On one hand, it’s easy to be enthusiastic about
engrossing yourself in the story but on the other, The Cold Light of Day gives
very few reasons why you should. Better spy movies have thrived on providing
viewers with at least some clue on what motivates each character to retrieve an
important object, kill a person or escape from capture so the audience can make
sense of what transpires onscreen. The Cold Light of Day, quite questionably,
never reveals or alludes to the life-or-death contents of the briefcase,
meaning the biggest difficulty is in believing the necessity of all the
carnage. It’s perfectly reasonable that Will is willing to fire his first shot
and participate in a mad car chase only because he wants to save his family.
But it’s hardly convincing to have pockets of mercenaries and agents chasing a
briefcase that might as well be empty.
Such is the silliness of The Cold Light of Day that it
often struggles to establish what exactly any of its characters intend to accomplish.

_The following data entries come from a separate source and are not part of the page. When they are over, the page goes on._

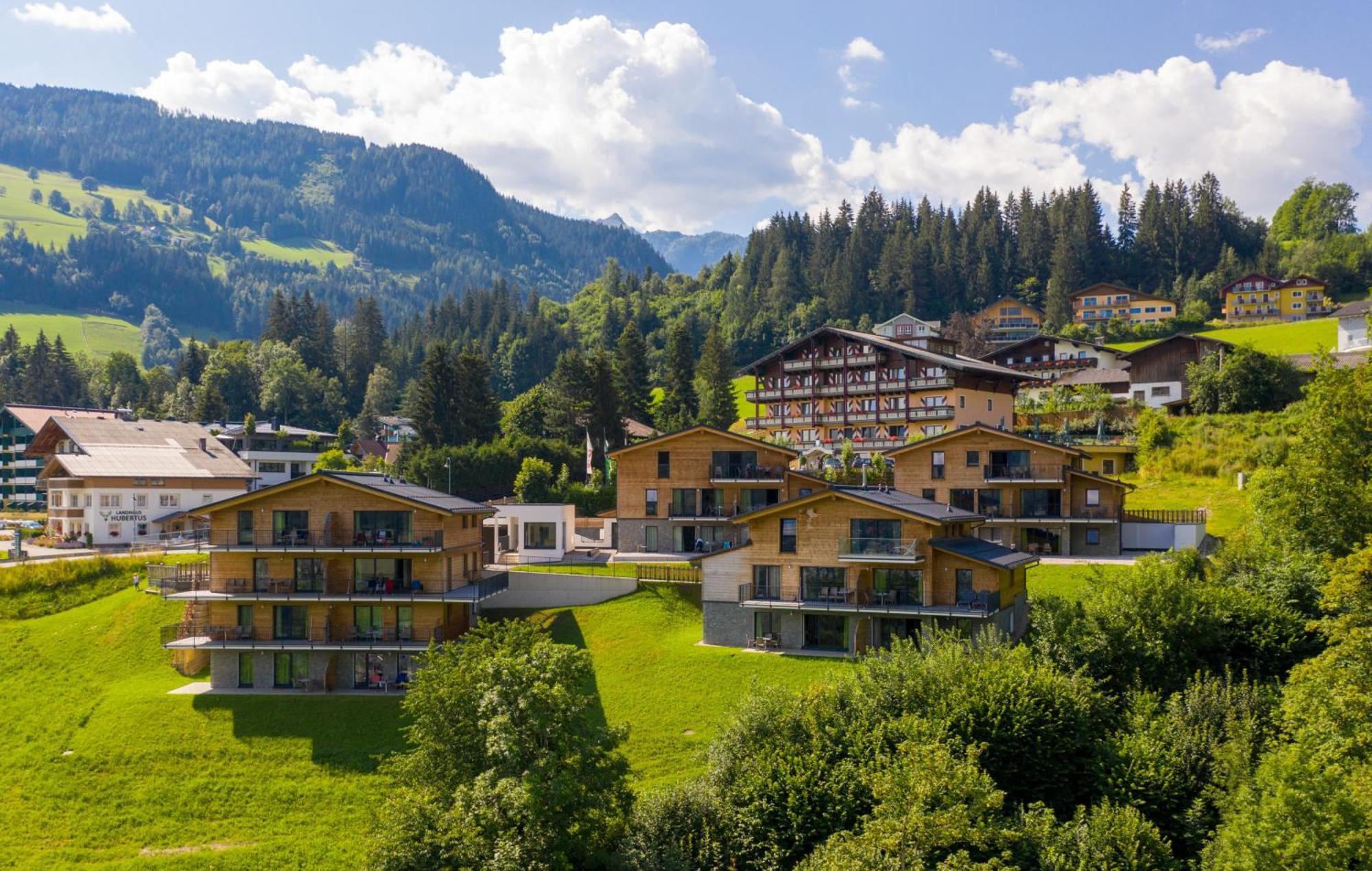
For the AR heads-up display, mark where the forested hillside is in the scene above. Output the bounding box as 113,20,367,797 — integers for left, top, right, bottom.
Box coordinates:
0,85,668,332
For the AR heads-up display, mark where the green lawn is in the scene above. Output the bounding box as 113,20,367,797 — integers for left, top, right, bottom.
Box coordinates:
1110,317,1335,354
243,236,353,269
0,163,170,248
649,375,757,420
499,584,852,790
1124,473,1251,537
1029,564,1133,599
0,299,143,360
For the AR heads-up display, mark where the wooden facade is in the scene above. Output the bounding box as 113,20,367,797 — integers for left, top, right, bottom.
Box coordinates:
742,327,1036,451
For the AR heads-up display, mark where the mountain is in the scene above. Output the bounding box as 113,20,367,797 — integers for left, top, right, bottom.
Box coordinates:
0,85,671,332
639,227,748,275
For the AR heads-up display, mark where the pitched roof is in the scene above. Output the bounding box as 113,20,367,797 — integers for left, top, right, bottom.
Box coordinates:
199,470,494,514
25,417,257,481
1334,299,1372,317
981,332,1120,360
738,327,1043,380
885,423,1087,456
929,536,1039,569
606,423,800,456
1120,332,1233,358
1058,368,1129,386
4,402,118,432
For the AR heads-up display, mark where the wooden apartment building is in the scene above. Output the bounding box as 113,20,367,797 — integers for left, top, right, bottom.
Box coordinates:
886,424,1131,557
700,487,1037,654
740,327,1037,452
162,472,504,691
609,426,823,554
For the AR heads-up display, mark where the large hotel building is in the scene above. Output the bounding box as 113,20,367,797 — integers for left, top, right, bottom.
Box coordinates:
741,327,1040,452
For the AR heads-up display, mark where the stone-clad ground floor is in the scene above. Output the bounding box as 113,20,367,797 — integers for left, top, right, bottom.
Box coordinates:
701,594,1029,654
210,650,421,691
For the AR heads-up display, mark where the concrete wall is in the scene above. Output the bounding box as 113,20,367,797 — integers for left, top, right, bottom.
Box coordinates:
482,570,638,609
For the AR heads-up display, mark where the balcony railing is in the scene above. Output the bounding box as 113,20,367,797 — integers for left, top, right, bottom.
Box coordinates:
210,529,443,551
838,539,923,562
162,624,449,650
709,463,786,481
981,463,1063,483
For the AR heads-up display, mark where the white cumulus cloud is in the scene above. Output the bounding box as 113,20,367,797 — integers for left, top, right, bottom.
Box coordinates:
139,16,833,229
1196,27,1268,51
11,3,133,33
844,36,886,60
989,48,1024,70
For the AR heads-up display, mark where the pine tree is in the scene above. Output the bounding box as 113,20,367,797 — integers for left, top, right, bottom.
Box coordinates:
657,317,696,432
696,324,738,430
615,320,653,423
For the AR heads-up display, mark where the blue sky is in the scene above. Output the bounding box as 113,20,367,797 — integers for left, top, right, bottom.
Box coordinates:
0,0,1372,231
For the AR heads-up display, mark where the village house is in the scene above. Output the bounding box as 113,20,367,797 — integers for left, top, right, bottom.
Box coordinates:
698,487,1037,655
740,327,1039,452
162,472,508,691
25,416,254,546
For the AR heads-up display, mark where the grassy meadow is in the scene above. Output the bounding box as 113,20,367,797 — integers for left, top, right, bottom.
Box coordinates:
0,299,143,360
1110,317,1336,354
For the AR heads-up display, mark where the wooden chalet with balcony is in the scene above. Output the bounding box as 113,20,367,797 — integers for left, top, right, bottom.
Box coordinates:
162,472,508,691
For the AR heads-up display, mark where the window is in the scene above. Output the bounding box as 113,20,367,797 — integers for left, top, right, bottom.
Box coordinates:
954,569,973,602
524,524,557,551
753,566,781,599
272,605,309,639
354,511,414,544
353,559,413,592
804,614,848,650
778,517,797,554
871,569,925,605
295,558,324,592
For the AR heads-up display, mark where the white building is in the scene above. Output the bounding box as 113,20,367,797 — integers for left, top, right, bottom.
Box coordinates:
217,421,336,489
486,503,576,564
1334,299,1372,350
25,417,254,546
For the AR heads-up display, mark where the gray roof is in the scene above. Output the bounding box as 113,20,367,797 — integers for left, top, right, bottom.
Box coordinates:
833,485,982,524
1334,299,1372,317
929,537,1039,569
317,472,490,514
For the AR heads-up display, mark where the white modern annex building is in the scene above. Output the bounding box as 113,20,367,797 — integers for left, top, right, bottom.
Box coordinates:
25,417,254,546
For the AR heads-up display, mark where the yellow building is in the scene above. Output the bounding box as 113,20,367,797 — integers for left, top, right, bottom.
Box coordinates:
1220,272,1331,324
1072,281,1179,327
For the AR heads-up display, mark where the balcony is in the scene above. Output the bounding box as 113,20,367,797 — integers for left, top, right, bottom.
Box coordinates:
709,461,794,484
981,463,1065,484
210,529,443,554
162,624,450,651
156,566,509,602
838,539,925,564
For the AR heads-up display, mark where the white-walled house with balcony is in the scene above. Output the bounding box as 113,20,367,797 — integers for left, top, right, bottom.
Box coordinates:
25,417,254,546
215,421,336,489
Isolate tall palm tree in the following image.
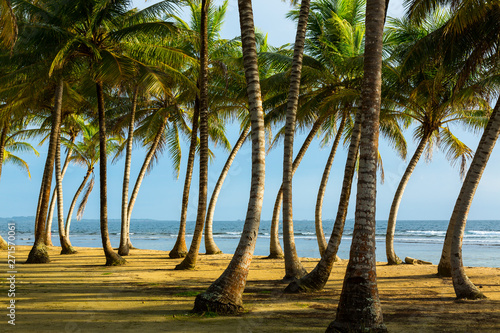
[327,0,387,332]
[175,0,210,269]
[282,0,310,281]
[194,0,265,313]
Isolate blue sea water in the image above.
[4,218,500,267]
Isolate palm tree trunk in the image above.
[193,0,265,313]
[285,111,362,293]
[450,99,500,299]
[0,126,8,250]
[314,114,348,256]
[127,117,168,232]
[385,133,431,265]
[168,98,200,259]
[175,0,210,270]
[44,141,76,246]
[283,0,310,282]
[268,117,325,259]
[26,78,64,264]
[96,82,126,266]
[64,169,93,237]
[327,0,387,332]
[55,132,76,254]
[205,127,250,254]
[0,125,9,179]
[118,86,138,256]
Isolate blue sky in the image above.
[0,0,500,220]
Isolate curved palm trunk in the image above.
[175,0,210,270]
[285,111,362,293]
[327,0,387,332]
[385,133,431,265]
[0,126,9,179]
[450,99,500,299]
[205,127,250,254]
[44,138,76,246]
[26,79,64,264]
[127,117,168,233]
[268,117,325,259]
[168,99,200,259]
[314,114,347,256]
[193,0,265,313]
[96,82,126,266]
[56,133,76,254]
[283,0,310,281]
[118,87,137,256]
[64,169,93,237]
[0,126,8,250]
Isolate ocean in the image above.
[4,217,500,267]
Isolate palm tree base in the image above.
[105,252,127,266]
[266,253,285,259]
[192,293,243,315]
[61,246,78,254]
[0,236,8,250]
[26,243,50,264]
[326,321,387,333]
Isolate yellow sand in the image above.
[0,246,500,333]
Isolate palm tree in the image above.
[193,0,265,313]
[327,0,387,332]
[175,0,210,269]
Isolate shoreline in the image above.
[0,245,500,332]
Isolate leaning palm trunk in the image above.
[193,0,265,313]
[0,126,8,250]
[175,0,210,270]
[168,99,200,259]
[285,111,362,293]
[314,114,347,256]
[126,117,168,234]
[26,78,64,264]
[450,99,500,299]
[205,127,250,254]
[327,0,388,332]
[56,133,76,254]
[64,168,94,237]
[45,138,76,246]
[268,117,325,259]
[96,82,126,266]
[118,87,137,256]
[385,133,431,265]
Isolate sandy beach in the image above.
[0,246,500,333]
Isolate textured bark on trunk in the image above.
[118,87,138,256]
[96,82,126,266]
[126,117,168,237]
[385,133,431,265]
[175,0,210,270]
[55,131,76,254]
[205,127,250,254]
[285,111,362,293]
[64,169,93,237]
[327,0,387,332]
[0,126,9,182]
[283,0,310,282]
[168,102,200,259]
[268,117,325,259]
[44,138,76,246]
[0,126,8,250]
[193,0,265,314]
[450,99,500,299]
[26,79,64,264]
[314,114,348,256]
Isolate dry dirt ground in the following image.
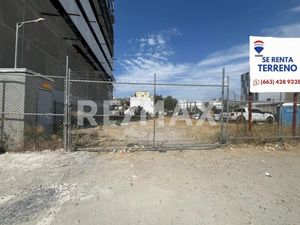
[0,145,300,225]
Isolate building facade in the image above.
[0,0,115,149]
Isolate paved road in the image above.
[0,146,300,225]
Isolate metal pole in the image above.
[14,23,19,68]
[1,81,6,143]
[153,74,156,150]
[63,56,69,151]
[220,68,225,144]
[67,68,72,149]
[226,76,230,144]
[292,93,298,136]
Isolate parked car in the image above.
[229,107,275,123]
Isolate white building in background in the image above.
[130,91,154,114]
[178,100,205,109]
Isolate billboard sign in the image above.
[250,36,300,93]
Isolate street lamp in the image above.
[15,18,45,68]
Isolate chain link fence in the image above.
[224,101,300,143]
[70,73,227,151]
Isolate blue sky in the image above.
[115,0,300,97]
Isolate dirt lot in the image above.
[0,145,300,225]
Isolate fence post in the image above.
[248,92,253,132]
[220,68,225,144]
[63,56,70,151]
[153,74,156,150]
[226,76,230,144]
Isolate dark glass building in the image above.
[0,0,114,81]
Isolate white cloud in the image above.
[117,22,300,100]
[116,29,249,100]
[289,5,300,12]
[262,23,300,37]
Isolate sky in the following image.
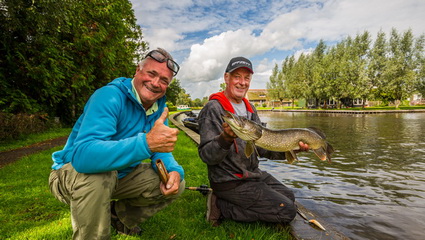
[131,0,425,99]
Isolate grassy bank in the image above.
[0,128,71,152]
[0,128,289,240]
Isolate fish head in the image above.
[222,111,263,141]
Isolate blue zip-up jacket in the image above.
[52,78,184,180]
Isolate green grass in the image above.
[0,128,71,152]
[0,129,290,240]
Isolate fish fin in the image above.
[313,147,328,161]
[245,141,255,158]
[285,151,298,164]
[307,127,326,138]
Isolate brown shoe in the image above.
[206,191,221,227]
[111,202,142,236]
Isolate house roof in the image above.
[246,89,267,101]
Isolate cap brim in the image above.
[227,66,254,74]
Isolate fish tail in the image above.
[326,143,335,163]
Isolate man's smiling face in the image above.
[134,58,173,109]
[224,67,252,103]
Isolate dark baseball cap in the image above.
[226,57,254,73]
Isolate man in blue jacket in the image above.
[49,48,185,239]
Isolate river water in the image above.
[255,112,425,240]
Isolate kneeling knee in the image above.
[277,203,297,224]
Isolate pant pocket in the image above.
[49,170,69,205]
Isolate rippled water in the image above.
[260,112,425,239]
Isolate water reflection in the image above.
[260,112,425,239]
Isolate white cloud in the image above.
[133,0,425,98]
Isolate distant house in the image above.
[246,89,268,106]
[246,89,291,107]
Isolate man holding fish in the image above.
[198,57,331,226]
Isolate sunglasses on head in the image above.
[145,50,180,76]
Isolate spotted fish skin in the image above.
[223,111,334,163]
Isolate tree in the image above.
[0,0,147,123]
[267,63,287,102]
[368,31,388,102]
[384,29,416,108]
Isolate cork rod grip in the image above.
[155,159,168,184]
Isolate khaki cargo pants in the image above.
[49,163,185,239]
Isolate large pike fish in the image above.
[223,111,334,163]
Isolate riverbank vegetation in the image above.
[0,128,290,240]
[267,29,425,108]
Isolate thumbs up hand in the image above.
[146,108,179,152]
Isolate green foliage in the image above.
[0,132,290,240]
[0,112,58,142]
[0,0,147,123]
[267,29,425,108]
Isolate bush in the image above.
[0,113,56,141]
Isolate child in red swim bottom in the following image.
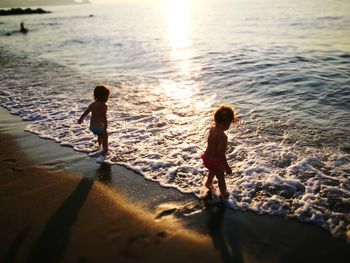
[201,106,239,199]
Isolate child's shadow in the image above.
[205,196,243,263]
[96,163,112,185]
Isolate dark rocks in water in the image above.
[0,8,51,16]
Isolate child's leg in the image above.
[204,170,215,190]
[101,131,108,154]
[215,169,228,198]
[97,135,102,147]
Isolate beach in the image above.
[0,0,350,263]
[0,109,350,262]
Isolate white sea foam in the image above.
[0,1,350,240]
[0,78,350,241]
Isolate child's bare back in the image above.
[90,101,107,128]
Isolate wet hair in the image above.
[94,86,109,101]
[214,105,235,124]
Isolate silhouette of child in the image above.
[201,106,239,199]
[78,86,109,162]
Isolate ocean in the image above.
[0,0,350,240]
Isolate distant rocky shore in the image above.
[0,8,51,16]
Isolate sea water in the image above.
[0,0,350,240]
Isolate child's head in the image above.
[94,86,109,102]
[214,105,235,127]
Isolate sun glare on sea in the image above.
[161,0,198,104]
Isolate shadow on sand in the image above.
[27,177,94,262]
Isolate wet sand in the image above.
[0,108,350,262]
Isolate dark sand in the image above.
[0,108,350,262]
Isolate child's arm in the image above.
[103,104,108,130]
[218,135,232,174]
[78,104,91,124]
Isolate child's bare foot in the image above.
[204,183,214,191]
[220,191,230,199]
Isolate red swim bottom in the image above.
[201,154,222,170]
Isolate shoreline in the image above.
[0,107,350,262]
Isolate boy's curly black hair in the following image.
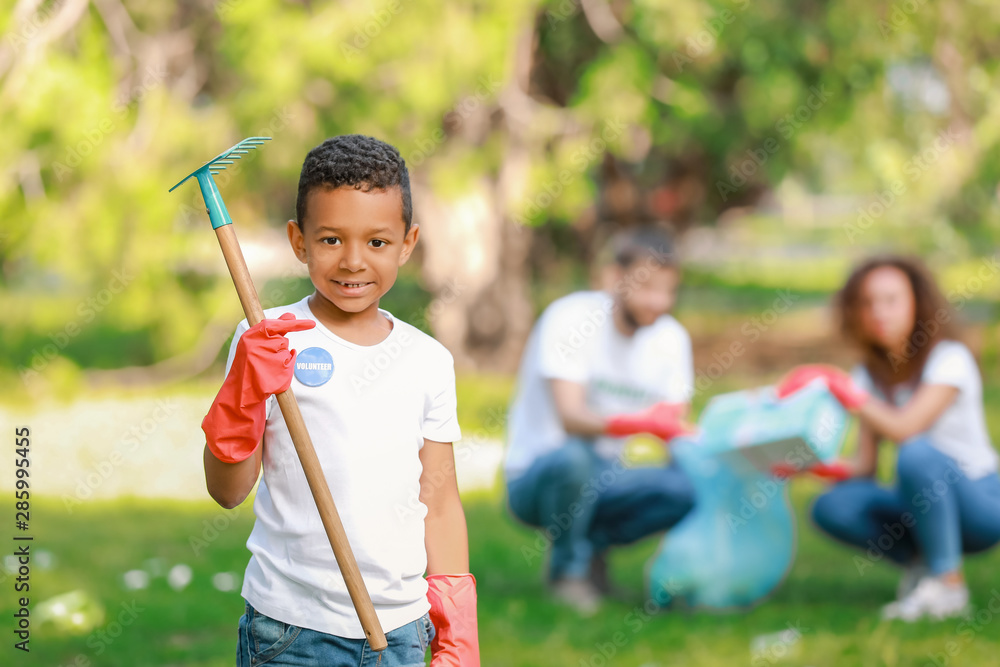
[295,134,413,233]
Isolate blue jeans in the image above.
[236,602,435,667]
[812,436,1000,574]
[507,438,694,581]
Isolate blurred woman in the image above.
[779,256,1000,621]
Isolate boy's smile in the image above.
[288,187,419,345]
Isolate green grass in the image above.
[0,481,1000,667]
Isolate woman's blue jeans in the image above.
[507,438,694,581]
[812,436,1000,574]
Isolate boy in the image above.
[202,134,479,667]
[504,226,694,615]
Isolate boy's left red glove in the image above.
[427,573,479,667]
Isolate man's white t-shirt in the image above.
[226,297,461,639]
[851,340,997,479]
[504,291,694,480]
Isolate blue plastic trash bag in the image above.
[648,381,848,610]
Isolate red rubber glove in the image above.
[604,401,694,441]
[427,573,479,667]
[777,364,871,411]
[201,313,316,463]
[771,461,852,482]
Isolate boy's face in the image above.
[613,260,680,328]
[288,187,419,314]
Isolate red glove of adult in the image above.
[604,401,694,442]
[427,573,479,667]
[771,461,851,482]
[777,364,870,410]
[201,313,316,463]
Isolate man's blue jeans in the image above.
[507,438,694,581]
[812,436,1000,574]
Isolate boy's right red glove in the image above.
[201,313,316,463]
[604,401,692,441]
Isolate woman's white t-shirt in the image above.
[226,297,461,639]
[851,340,997,479]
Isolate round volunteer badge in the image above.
[295,347,333,387]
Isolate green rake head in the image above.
[169,137,271,229]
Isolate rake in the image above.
[170,137,388,651]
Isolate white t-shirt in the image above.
[226,297,461,639]
[851,340,997,479]
[504,291,694,479]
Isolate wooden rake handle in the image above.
[215,225,388,651]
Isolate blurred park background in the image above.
[0,0,1000,667]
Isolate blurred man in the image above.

If Weaver’s character is indeed the CIA agent she claims to be, then she must
be the dumbest agent to ever be enlisted. With the briefcase already tucked
away in her car seat, she turns a mission-accomplished situation into a
senseless civilian killing spree as she trades car paint with Will’s vehicle
down the busy streets of Madrid. Spy movies usually ask the audience to forgive
some disbelief in order to enjoy them but The Cold Light of Day is by far the
most demanding. The slightest bit of investigation into the weak plot will
crumble the movie faster than a fragile egg tart.
Fortunately, there remains a vestige of believability in
Will. As an innocent civilian unwittingly hooked into a web of dangerous games
between mercenaries and agents, Cavill brings a sort of genuine clumsiness to
his role, allowing the audience to easily buy his character. For this reason,
there won’t be any explosive set-piece or many scenes featuring hand-to-hand
combat. There’re a few tricks to prevent the action scenes from becoming too
stale and while some of the stunts are decent efforts, others don’t always
work. Handcuffed between the tragic decision to set most of the action scenes
in the night and the already blurry shots of fast-moving action taken by
handheld cameras, you would be hard pressed to find any shot of action that
isn’t obscured in any way.
It’s a shame because The Cold Light of Day has a talented
cast which can actually do justice to the action. However, none of them bothers
to offer a performance that’s required to make other scenes work. Cavill comes
across poorly as a man who’s truly shocked that his family’s been kidnapped,
responding to a call from the kidnappers with an uncanny calmness while Weaver
maintains a surprisingly stoical composure throughout. Willis’s character is
quickly written out of the story before he could show his acting chops. In a
year filled with other spy movies like Total Recall, The Bourne Legacy and the
upcoming Bond film, The Cold Light of Day looks like a distant relative.